It started yesterday morning when Taylor came to me with a bottle of my nail polish in her hand and asked me if I could paint her nails for her dance recital, which was that evening. I told her she was not allowed to have nail polish on her fingers for the recital and then asked her to please go put the nail polish back in my bathroom. She walked away with it in her hand and it seemed that she took longer than usual to get back to me. When she did come back, she said, "Um mom, the nail polish broke." I put Zach down , shut the door, and went into my bathroom to find a shattered bottle of hot pink nail polish everywhere on the floor. Taylor told me she was sorry and I basically stood there dumbfounded because I had no idea how to clean up such a mess. I tried nail polish remover and that did not work, so I left it alone for hours until I could get back to it while the kids were resting in the afternoon and I had some time to look up on the internet what I should do.

I was so frustrated and yet I knew it was an accident! Accidents happen all the time and I also knew Taylor was sorry for what had happened. What was so interesting to me, though, is even KNOWING all that, I still found myself bringing it up to her a couple of times throughout the morning. Why? Because I was frustrated? Why would I take it out on her? It was not willful disobedience...it was a mistake.

Here is what I realized , though. I was reminded at some point of the verse that says "I, even I , am he who blots out your transgressions, for my own sake, and REMEMBERS YOUR SINS NO MORE." (Isaiah 43:25) God does not remember our sins after we have confessed them to Him. He does not rub it back in our face. He does not remind us of our failings. In fact, "as far as the east is from the west, so far has he removed our transgressions from us." Psalms 103:12

I thought about those verses and then I thought about myself. I was reminded of how GOOD God is, and how amazing His ability to forgive and forget is, and how HUMAN I am, even when it comes to something as simple as a bottle of nail polish on the bathroom floor!!!
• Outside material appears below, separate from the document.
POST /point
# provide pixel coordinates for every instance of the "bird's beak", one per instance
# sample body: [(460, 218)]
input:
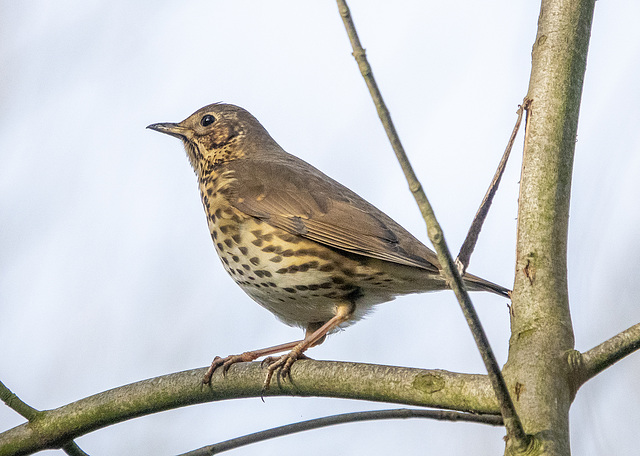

After some research, and a Magic Eraser, the spill came up, but the lesson in my heart remains. I am so grateful God does not treat our sins, our mistakes, our disobedience, our turning our backs on Him, like I do! His Magic Eraser is REAL and it is because of Jesus that He remembers my sins no more. I hope to become a little more like Him the next time something like this happens...which will most likely be very soon!

Friday, June 4, 2010

SUMMER TIME...Lovin' this pace of life already!

It has officially been one week of summer (ie. out of school) and I am already loving this pace of life!! I did not realize until this week how nice it is to not have to rush out the door every morning, with the kids both fed and dressed, lunches made, etc. We have had a good week doing some fun stuff and what I have probably enjoyed the most is NOT BEING IN A HURRY!! Ahhh!

We have set some "Team Howard" summer rules this year. It seems that sometimes summer can be a time when we can get a bit self-absorbant. Last summer I remember feeling a bit like a "full time entertainer" while trying hard to keep the idea of serving others in front of us. It was a challenge, especially with Taylor who wakes up every morning asking "What are we going to do today?" So, that is one of the reasons for implementing the "summer rules."

Here they are...TEAM HOWARD'S SUMMER RULES:

1) Have fun!
2) Be kind to everyone. (This is something we are working on pretty intentionally)
3) Play nicely and share (Phillip always seems to struggle with this one-ha ha!)
4) Put your friends and your family before yourself.
5) Have at least one hour of "rest time" each day.
6) Try to "outdo" one another in love. (Romans 13:8)
7) Every day, do something kind for someone else, expecting nothing in return.
8) Obey right away, all the way, with a happy heart. (Thanks,Bethany!)

I am enjoying the kids, enjoying a slower pace with our family as a whole, and I look forward to seeing what God is going to do in our lives this summer. I feel so peaceful even as I write this. It might have to do with the fact that I am sitting outside on the front porch as I type this, with "Hillsong radio" on Pandora playing in the background. (-: I hope you, too, have a rich, enjoyable, summer filled with fewer "to do" lists and more chill time to enjoy God and one another!